Andres Martinez writing in the LATimes:
The NAACP is lobbying to preserve the Senate's filibuster in Washington these days. What's next for the civil rights group? A campaign encouraging Southern pride in the Confederate flag? A fundraising drive to build more of those odious monuments to Robert E. Lee?
The filibuster, from the Dutch word for pirate, is a parliamentary move that allows a minority of senators to prevent the chamber from voting on a measure by indefinitely extending debate. The Senate filibuster dates back to the early 19th century, but the obstructionist tactic will always be associated with the efforts of the Senate's Southern Dixiecrats to block civil rights legislation in the 20th century. The effort was so successful for so long, as Robert Caro vividly recounts in his "Master of the Senate" tome on Lyndon B. Johnson, that the Senate was widely referred to as "the South's revenge for Gettysburg." The filibuster kept the federal government from combating racial lynchings, the poll tax and plenty of other outrages, which is why the NAACP's Washington office and liberal voices across the country used to rail against the filibuster as the ultimate perversion of American democracy.

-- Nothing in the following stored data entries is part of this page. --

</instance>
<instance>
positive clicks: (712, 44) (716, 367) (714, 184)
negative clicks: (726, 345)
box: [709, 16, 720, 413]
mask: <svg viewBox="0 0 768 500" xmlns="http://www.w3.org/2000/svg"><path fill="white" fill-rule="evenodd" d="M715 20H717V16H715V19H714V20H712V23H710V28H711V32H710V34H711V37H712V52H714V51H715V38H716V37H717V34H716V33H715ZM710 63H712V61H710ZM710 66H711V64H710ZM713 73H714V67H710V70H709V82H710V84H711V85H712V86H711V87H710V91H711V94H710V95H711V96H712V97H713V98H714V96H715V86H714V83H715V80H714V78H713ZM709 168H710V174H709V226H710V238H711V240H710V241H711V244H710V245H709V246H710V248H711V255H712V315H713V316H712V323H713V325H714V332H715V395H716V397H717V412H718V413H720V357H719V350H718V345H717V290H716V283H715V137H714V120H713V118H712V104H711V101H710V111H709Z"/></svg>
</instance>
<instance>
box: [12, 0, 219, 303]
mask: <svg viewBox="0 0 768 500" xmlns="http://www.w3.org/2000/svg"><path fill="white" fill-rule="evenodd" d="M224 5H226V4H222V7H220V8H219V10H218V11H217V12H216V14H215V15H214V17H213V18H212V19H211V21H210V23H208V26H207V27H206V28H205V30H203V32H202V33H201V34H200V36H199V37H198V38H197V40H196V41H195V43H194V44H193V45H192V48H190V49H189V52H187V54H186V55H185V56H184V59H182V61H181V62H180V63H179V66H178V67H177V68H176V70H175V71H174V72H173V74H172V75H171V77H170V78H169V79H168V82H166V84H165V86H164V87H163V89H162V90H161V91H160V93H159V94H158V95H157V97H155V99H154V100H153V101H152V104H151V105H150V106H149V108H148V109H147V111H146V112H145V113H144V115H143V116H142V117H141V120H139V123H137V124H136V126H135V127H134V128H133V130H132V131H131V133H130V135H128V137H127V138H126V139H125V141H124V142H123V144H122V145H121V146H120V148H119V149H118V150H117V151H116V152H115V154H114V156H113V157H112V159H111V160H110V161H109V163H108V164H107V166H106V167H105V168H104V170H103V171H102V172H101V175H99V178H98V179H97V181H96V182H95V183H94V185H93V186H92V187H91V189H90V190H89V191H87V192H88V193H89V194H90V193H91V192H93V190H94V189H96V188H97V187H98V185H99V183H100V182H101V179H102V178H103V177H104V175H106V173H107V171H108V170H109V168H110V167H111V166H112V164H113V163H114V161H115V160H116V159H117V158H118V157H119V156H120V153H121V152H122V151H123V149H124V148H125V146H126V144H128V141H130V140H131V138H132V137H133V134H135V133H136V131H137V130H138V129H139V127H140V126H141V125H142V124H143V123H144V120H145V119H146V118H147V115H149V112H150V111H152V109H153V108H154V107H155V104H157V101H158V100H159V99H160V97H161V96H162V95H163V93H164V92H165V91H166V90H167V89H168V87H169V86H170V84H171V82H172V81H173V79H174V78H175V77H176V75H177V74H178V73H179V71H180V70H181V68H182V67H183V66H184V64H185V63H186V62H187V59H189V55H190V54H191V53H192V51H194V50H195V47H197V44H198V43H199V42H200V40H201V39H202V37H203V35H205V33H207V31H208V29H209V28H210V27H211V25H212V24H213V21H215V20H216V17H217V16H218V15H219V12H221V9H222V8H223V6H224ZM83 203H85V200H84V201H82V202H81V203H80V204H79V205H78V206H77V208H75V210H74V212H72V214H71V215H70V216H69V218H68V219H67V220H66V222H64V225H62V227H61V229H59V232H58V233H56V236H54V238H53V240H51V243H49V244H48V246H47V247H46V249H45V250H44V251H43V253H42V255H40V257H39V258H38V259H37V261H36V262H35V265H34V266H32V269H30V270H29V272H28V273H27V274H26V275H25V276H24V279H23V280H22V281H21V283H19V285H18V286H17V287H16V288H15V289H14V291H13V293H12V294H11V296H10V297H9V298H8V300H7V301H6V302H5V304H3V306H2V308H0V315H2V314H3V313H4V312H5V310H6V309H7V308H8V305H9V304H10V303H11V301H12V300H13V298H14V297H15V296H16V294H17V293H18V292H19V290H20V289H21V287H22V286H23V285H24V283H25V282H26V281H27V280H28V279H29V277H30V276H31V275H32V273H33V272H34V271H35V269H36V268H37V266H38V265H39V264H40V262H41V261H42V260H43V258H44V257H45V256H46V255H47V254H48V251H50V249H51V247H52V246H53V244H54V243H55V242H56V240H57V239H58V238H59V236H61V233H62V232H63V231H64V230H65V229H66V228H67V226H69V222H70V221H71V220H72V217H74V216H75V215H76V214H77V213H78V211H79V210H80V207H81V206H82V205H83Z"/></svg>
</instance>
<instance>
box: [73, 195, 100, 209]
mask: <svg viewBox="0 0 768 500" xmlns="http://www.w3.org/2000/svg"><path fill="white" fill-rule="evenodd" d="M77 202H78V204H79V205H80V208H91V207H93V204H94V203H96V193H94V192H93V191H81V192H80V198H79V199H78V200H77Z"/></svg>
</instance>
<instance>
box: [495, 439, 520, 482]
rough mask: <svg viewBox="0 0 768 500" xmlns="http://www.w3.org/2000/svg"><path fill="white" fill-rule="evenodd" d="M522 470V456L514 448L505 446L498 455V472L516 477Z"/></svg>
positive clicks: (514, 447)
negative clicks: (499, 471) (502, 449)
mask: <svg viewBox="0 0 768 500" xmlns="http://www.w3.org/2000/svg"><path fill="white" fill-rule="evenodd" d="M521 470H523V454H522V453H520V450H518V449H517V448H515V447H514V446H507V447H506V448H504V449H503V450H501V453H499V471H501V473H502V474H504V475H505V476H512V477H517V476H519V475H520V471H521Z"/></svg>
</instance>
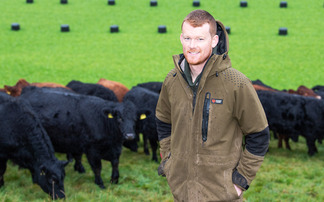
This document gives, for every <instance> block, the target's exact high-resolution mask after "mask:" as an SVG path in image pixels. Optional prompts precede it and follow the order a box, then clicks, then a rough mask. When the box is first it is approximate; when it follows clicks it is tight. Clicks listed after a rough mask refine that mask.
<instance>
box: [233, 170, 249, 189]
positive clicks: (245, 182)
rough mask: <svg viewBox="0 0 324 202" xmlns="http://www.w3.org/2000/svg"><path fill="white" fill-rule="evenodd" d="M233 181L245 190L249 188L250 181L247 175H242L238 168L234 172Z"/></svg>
mask: <svg viewBox="0 0 324 202" xmlns="http://www.w3.org/2000/svg"><path fill="white" fill-rule="evenodd" d="M232 182H233V183H234V184H235V185H237V186H238V187H239V188H240V189H242V190H243V191H246V190H247V189H248V188H249V185H248V182H247V180H246V179H245V177H244V176H243V175H241V174H240V173H239V172H238V171H237V170H236V169H234V171H233V174H232Z"/></svg>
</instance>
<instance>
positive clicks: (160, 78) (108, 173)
mask: <svg viewBox="0 0 324 202" xmlns="http://www.w3.org/2000/svg"><path fill="white" fill-rule="evenodd" d="M279 2H280V1H273V0H263V1H262V0H251V1H248V7H247V8H241V7H240V6H239V1H220V0H217V1H211V0H202V1H201V5H200V7H193V6H192V1H187V0H174V1H167V0H161V1H158V6H157V7H150V4H149V3H150V1H149V0H136V1H129V0H116V5H113V6H110V5H108V4H107V1H106V0H91V1H76V0H68V4H64V5H63V4H60V1H59V0H55V1H53V0H34V3H33V4H27V3H26V1H25V0H1V1H0V19H1V20H0V69H1V74H0V88H3V85H14V84H15V83H16V82H17V81H18V79H20V78H24V79H26V80H27V81H28V82H56V83H60V84H63V85H66V84H67V83H68V82H69V81H71V80H80V81H82V82H88V83H96V82H97V81H98V80H99V79H100V78H106V79H110V80H114V81H119V82H121V83H123V84H125V85H126V86H127V87H129V88H131V87H132V86H135V85H136V84H137V83H142V82H148V81H163V79H164V77H165V76H166V74H167V73H168V72H169V70H170V69H171V68H173V61H172V58H171V55H173V54H178V53H181V52H182V47H181V44H180V41H179V35H180V25H181V23H182V20H183V18H184V17H185V16H186V14H187V13H189V12H190V11H191V10H193V9H197V8H200V9H205V10H207V11H209V12H210V13H211V14H212V15H214V17H215V18H216V19H219V20H220V21H222V22H223V23H224V25H225V26H229V27H231V33H230V35H229V40H230V41H229V49H230V51H229V56H230V58H231V60H232V65H233V67H234V68H236V69H238V70H240V71H241V72H243V73H244V74H245V75H247V76H248V77H249V78H250V79H251V80H256V79H260V80H262V81H263V82H264V83H265V84H267V85H271V86H272V87H274V88H276V89H297V87H298V86H299V85H305V86H307V87H309V88H311V87H313V86H315V85H324V74H323V70H324V55H323V53H324V21H323V19H324V5H323V1H320V0H314V1H307V0H296V1H288V8H279ZM12 23H19V24H20V27H21V29H20V30H19V31H12V30H11V24H12ZM62 24H68V25H69V26H70V32H66V33H62V32H61V31H60V26H61V25H62ZM111 25H118V26H119V33H110V31H109V29H110V26H111ZM159 25H166V26H167V33H164V34H160V33H158V31H157V29H158V26H159ZM280 27H287V28H288V35H287V36H279V35H278V30H279V28H280ZM316 145H317V147H318V150H319V152H318V153H317V154H315V156H313V157H309V156H308V155H307V147H306V143H305V140H304V139H303V138H302V137H301V138H300V139H299V142H297V143H294V142H291V147H292V151H288V150H286V149H278V148H277V140H275V139H274V138H273V137H272V139H271V143H270V149H269V152H268V154H267V155H266V158H265V161H264V163H263V165H262V167H261V169H260V171H259V172H258V174H257V177H256V179H255V181H253V183H252V184H251V188H250V189H249V190H248V191H247V192H246V193H245V194H244V198H245V201H323V200H324V192H323V190H324V183H323V180H324V174H323V167H324V146H323V145H322V144H319V143H316ZM57 156H58V158H59V159H65V155H61V154H57ZM83 161H84V166H85V168H86V170H87V172H86V173H85V174H79V173H77V172H75V171H74V170H73V164H69V165H68V166H67V167H66V178H65V192H66V201H172V195H171V193H170V191H169V188H168V185H167V182H166V180H165V179H164V178H162V177H159V176H158V175H157V171H156V170H157V167H158V164H157V163H154V162H152V161H151V157H150V156H146V155H145V154H144V152H143V149H142V147H140V148H139V152H138V153H133V152H130V151H129V150H127V149H125V148H124V150H123V153H122V155H121V158H120V166H119V168H120V181H119V184H118V185H110V184H109V183H108V181H109V179H110V173H111V166H110V163H109V162H104V161H103V171H102V178H103V180H104V182H105V184H106V186H107V188H106V189H104V190H101V189H100V188H99V187H98V186H96V185H95V184H94V183H93V173H92V172H91V169H90V167H89V164H88V163H87V162H86V160H85V158H83ZM0 201H50V198H49V196H47V195H46V194H45V193H44V192H42V190H41V189H40V188H39V186H37V185H33V184H32V181H31V177H30V174H29V172H28V171H27V170H20V169H19V168H18V167H17V166H14V165H12V164H11V163H9V165H8V168H7V172H6V174H5V186H4V187H2V188H1V189H0Z"/></svg>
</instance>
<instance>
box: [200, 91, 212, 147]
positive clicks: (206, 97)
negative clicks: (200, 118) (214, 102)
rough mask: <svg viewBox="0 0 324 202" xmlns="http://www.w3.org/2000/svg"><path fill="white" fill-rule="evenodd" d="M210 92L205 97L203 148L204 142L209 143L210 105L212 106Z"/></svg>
mask: <svg viewBox="0 0 324 202" xmlns="http://www.w3.org/2000/svg"><path fill="white" fill-rule="evenodd" d="M210 97H211V95H210V92H207V93H206V95H205V101H204V108H203V117H202V118H203V119H202V131H201V132H202V134H201V135H202V141H203V142H202V144H203V145H202V146H204V142H206V141H207V133H208V120H209V105H210Z"/></svg>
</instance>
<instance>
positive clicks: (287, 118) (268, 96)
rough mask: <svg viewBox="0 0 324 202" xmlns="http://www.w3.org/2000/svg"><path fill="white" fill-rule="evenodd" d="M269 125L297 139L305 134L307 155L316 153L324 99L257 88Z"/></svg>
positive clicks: (275, 129) (296, 140)
mask: <svg viewBox="0 0 324 202" xmlns="http://www.w3.org/2000/svg"><path fill="white" fill-rule="evenodd" d="M257 93H258V96H259V99H260V101H261V103H262V106H263V108H264V110H265V113H266V116H267V119H268V122H269V128H270V129H271V130H273V131H275V132H277V133H280V134H285V135H288V136H289V137H290V138H291V139H292V140H294V141H297V140H298V136H299V135H302V136H304V137H305V139H306V142H307V147H308V154H309V155H310V156H312V155H314V154H315V153H316V152H317V148H316V145H315V141H316V140H318V141H319V142H321V141H322V139H323V134H324V123H323V122H324V102H323V101H322V100H319V99H315V98H311V97H305V96H300V95H294V94H288V93H284V92H270V91H257Z"/></svg>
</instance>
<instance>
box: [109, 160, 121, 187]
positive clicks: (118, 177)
mask: <svg viewBox="0 0 324 202" xmlns="http://www.w3.org/2000/svg"><path fill="white" fill-rule="evenodd" d="M118 166H119V160H118V159H113V160H112V161H111V167H112V172H111V179H110V182H111V183H112V184H117V183H118V178H119V169H118Z"/></svg>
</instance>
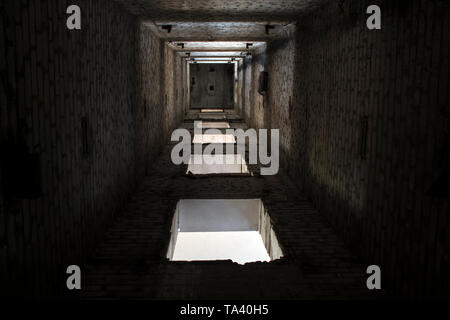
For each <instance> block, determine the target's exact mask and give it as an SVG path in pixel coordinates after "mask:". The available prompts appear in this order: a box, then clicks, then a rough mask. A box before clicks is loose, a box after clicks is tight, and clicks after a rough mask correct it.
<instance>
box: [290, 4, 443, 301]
mask: <svg viewBox="0 0 450 320" xmlns="http://www.w3.org/2000/svg"><path fill="white" fill-rule="evenodd" d="M369 4H370V3H368V2H367V1H364V2H361V3H358V4H350V3H349V2H344V5H343V7H342V8H339V7H337V4H334V3H333V4H330V6H328V7H325V8H324V9H323V10H320V11H318V12H316V13H314V14H313V15H310V16H309V17H307V18H304V19H302V21H300V22H299V24H298V26H297V36H296V48H295V50H296V60H295V71H294V72H295V80H294V81H295V92H294V99H293V104H294V105H293V109H292V110H291V111H292V112H290V113H289V114H290V117H291V125H290V128H291V130H292V132H291V141H290V143H289V145H288V148H287V150H288V155H289V167H290V168H291V170H290V173H291V174H292V175H293V176H294V177H295V178H296V181H299V183H300V184H301V185H302V186H303V188H304V191H305V192H306V193H307V194H308V195H309V196H310V197H311V199H312V200H313V202H314V203H315V205H316V206H317V207H318V208H319V210H320V211H321V212H322V213H323V214H325V216H326V217H327V218H328V219H329V221H330V222H331V223H332V224H333V225H334V226H335V227H336V229H337V230H339V231H340V233H341V234H342V236H343V237H344V238H345V239H346V240H347V242H348V243H349V245H351V246H352V247H353V248H354V249H355V250H357V251H358V252H359V253H360V254H361V256H362V257H363V258H364V260H365V261H366V262H367V264H378V265H380V267H381V269H382V272H383V279H384V284H385V285H384V286H385V288H386V289H388V290H391V292H392V293H397V294H402V295H406V296H417V295H434V294H436V295H439V294H442V292H445V291H446V290H448V288H449V287H450V282H449V280H450V279H449V274H448V270H449V269H450V256H449V254H448V252H450V250H449V249H450V238H449V235H448V232H447V230H448V228H449V226H450V225H449V223H450V220H449V216H448V198H446V197H445V196H444V197H436V196H431V195H429V193H428V191H429V189H430V187H431V186H432V185H433V183H434V182H435V181H436V179H437V178H438V177H439V176H440V175H442V174H443V173H444V172H445V170H446V166H447V167H448V163H447V164H446V163H445V161H448V157H446V156H445V155H446V154H448V124H449V122H448V121H449V120H448V119H449V102H448V101H449V100H448V98H449V92H448V79H449V77H448V70H449V65H448V64H449V44H450V31H449V30H450V26H449V21H450V10H449V6H448V4H445V3H444V2H443V1H415V2H404V1H402V2H395V4H393V3H388V2H387V1H386V2H382V3H380V7H381V9H382V29H381V30H373V31H371V30H368V29H367V28H366V18H367V17H368V15H365V9H366V8H367V6H368V5H369ZM340 9H341V10H340ZM283 106H284V107H287V104H286V103H285V104H283ZM363 117H367V119H368V133H367V147H366V148H367V151H366V157H367V159H364V156H362V155H361V151H362V150H361V139H363V138H364V137H363V136H362V135H363V134H364V133H361V126H360V124H361V119H362V118H363ZM443 128H447V129H444V130H443ZM282 145H283V142H282ZM363 151H364V150H363ZM446 159H447V160H446ZM447 170H448V169H447ZM447 183H448V181H447ZM443 187H445V186H443ZM419 279H421V280H419ZM447 293H448V291H447Z"/></svg>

It's now a perversion of history for the NAACP and these other liberal voices to champion the filibuster because it is temporarily convenient to do so.
I think he's a little hard on the filibuster. Its like saying that due process has helped a lot of criminals go on to commit other crimes; its true, but we probably need due process anyway. Now, however, every liberal outfit in the nation has done a double somersault over the filibuster. Its now got light shining on it like it was touched by an angel.